Markt Mikrokosmos

■ Die Gralshüter des gefühlsechten Grunge, Pearl Jam, führen ihre eindringlichen Stimmungsszenarien auf

Bestandteil von Grunge zu sein gilt heutzutage als ziemlich unschick, wenn nicht gar als ein Anachronismus inmitten der Vielfalt sich an- und absagender Subkategorien. Waschechte Grunge-Bands wie Pearl Jam müßten da eigentlich ein eher verstecktes Dasein führen, zumal sie es betont ablehnen, sich dem musikevolutionären Mechanismus anzupassen, der nach steter Mutation und völliger Akzeptanz der Marktgesetze verlangt. So weigert sich die Band mit ihrem neuen Album No Code, den computerlesbaren Strichcode auf ihre CDs zu drucken, ohne den große Ketten keine CDs verkaufen. Doch den Ursprungshelden der Grunge-Erfindung gereicht auch diese Aktion nur zum Ruhm der Unbestechlichkeit, den man mit aller Einsiedelei und Rückzug von Journalisten und in kleine Clubs nur verstärkt.

Zwar ist ein solches Authentizitätsgehabe im Grunde ja recht unplausibel und von Beginn an dem Verdacht der Unaufrichtigkeit ausgesetzt. Doch bei Pearl Jam scheint die Regel des sich selbst negierenden Echtheitswunsches ihre Ausnahme im musikalischen Resultat zu finden.

Denn mit No Code hat das Quintett aus Seattle jetzt einen weiteren Baustein in den nichtkonformistischen Mikrokosmos gefügt, den es im Anschluß an den hymnenreichen Erstling Ten um sich errichtet hat. Meister in der Klasse des „Weniger ist mehr“ entwerfen Pearl Jam mit eher simplen, aber sicher gewählten Riffs und der voluminös-fragilen Stimme Eddie Vedders eindringliche Stimmungsszenarien ohne viel Geplänkel oder falsch verstandene Minimalismen. Während sich die Grunge-Kollegen von Soundgarden zunehmend einem ästhetizistischen Perfektionismus verschreiben und Neogrunger wie Bush mehr Pose als Potential aufzuweisen haben, peilen die Mannen um Sensibelchen Vedder unbeirrt die heikle Grenze zwischen emotionaler Intensität und peinlicher Betroffenheit an – und überschreiten diese dabei nur sehr selten.

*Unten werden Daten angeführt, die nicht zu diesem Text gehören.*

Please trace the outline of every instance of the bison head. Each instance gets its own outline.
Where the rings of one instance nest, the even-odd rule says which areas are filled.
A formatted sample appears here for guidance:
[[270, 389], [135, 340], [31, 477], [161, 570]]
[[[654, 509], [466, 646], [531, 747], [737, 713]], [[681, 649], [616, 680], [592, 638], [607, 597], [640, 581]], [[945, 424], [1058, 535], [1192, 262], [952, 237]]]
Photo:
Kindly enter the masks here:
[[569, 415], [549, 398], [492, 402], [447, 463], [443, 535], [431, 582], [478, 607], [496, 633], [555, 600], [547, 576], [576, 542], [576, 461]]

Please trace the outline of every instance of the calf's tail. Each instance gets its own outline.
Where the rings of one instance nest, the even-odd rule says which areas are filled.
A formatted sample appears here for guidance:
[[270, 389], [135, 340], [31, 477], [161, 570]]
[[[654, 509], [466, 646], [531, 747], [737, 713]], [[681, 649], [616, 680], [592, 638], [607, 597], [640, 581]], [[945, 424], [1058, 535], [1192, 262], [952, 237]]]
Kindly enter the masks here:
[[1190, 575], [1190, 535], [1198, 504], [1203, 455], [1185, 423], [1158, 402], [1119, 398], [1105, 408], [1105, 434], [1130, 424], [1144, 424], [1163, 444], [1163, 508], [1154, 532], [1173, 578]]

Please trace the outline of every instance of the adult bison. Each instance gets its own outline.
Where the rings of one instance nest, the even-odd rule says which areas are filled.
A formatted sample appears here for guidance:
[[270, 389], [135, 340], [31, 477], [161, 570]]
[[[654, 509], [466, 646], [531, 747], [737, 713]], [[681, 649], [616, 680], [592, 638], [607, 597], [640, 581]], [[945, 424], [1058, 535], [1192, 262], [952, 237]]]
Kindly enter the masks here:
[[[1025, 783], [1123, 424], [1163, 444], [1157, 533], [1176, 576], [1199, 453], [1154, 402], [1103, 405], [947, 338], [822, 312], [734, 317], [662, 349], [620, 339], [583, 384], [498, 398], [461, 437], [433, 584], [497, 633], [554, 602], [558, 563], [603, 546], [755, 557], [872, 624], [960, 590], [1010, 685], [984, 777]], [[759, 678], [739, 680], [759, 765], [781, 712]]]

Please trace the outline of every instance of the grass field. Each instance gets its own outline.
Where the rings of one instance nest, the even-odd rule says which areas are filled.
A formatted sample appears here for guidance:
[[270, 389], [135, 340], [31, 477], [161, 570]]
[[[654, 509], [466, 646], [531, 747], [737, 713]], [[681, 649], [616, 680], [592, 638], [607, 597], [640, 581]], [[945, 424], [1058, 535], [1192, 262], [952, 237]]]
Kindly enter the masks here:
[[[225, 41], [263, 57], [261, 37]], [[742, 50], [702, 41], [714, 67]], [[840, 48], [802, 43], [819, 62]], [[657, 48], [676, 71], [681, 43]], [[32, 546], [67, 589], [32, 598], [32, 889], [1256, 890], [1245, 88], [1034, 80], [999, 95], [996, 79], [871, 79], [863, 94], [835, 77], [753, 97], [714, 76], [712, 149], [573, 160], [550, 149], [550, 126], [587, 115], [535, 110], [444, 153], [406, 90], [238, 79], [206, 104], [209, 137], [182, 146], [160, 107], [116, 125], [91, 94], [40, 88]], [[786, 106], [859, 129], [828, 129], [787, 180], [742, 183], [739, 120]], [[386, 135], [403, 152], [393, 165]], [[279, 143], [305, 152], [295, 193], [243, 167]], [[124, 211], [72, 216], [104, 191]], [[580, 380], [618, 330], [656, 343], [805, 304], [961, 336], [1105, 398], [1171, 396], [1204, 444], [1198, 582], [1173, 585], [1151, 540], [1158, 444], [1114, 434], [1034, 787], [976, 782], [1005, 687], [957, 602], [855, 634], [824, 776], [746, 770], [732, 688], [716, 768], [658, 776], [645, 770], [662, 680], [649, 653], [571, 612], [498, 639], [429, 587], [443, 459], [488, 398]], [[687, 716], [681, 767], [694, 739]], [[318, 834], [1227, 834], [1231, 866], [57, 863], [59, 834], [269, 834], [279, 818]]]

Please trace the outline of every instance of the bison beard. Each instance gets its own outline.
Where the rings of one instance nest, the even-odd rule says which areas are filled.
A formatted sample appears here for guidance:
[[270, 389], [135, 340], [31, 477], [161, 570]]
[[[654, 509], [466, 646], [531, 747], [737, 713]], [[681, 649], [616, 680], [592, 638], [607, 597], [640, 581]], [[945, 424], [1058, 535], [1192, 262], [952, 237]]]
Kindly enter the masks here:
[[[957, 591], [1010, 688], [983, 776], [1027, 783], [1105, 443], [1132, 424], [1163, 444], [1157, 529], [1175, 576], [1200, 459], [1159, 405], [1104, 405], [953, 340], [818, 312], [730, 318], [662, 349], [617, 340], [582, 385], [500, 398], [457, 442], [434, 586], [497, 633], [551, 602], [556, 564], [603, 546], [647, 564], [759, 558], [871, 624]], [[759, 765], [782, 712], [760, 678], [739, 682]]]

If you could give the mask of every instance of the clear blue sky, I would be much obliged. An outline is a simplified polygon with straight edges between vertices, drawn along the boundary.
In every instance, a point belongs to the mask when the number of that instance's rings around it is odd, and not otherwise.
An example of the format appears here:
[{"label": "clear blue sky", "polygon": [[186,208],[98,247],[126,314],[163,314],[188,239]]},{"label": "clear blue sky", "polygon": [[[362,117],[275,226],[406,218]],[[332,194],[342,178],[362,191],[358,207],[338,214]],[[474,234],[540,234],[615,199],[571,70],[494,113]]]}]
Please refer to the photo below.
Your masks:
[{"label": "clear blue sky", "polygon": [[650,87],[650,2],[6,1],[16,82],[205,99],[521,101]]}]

Die einige Zusammenarbeit mit Altrocker Neil Young scheint Pearl Jam dabei nur gut getan zu haben. Neben der eher ambivalenten, gesinnungswandlerischen Tatsache, daß sie sich nun auch wieder in Großhallen wagen, wird Pearl Jam für No Code allerorten die musikalische Reifung attestiert: Eine gewisse Hardrockigkeit, die die Band latent umgab, ist einer entspannten Session-Atmosphäre gewichen, die Beliebigkeit zu vermeiden weiß.

Am Montag ist daher der Ausnahmezustand zu erwarten, die kühlraumartige Sporthalle Feuer und Flamme im Zeichen des einzig wahren, gefühlsechten Grunges zu sehen. Wer das peinlich findet, hat selbst Schuld und kann sich eines besseren auch nicht belehren lassen, da das Konzert längst ausverkauft ist: Keine Perlenmarmelade vor die Säue.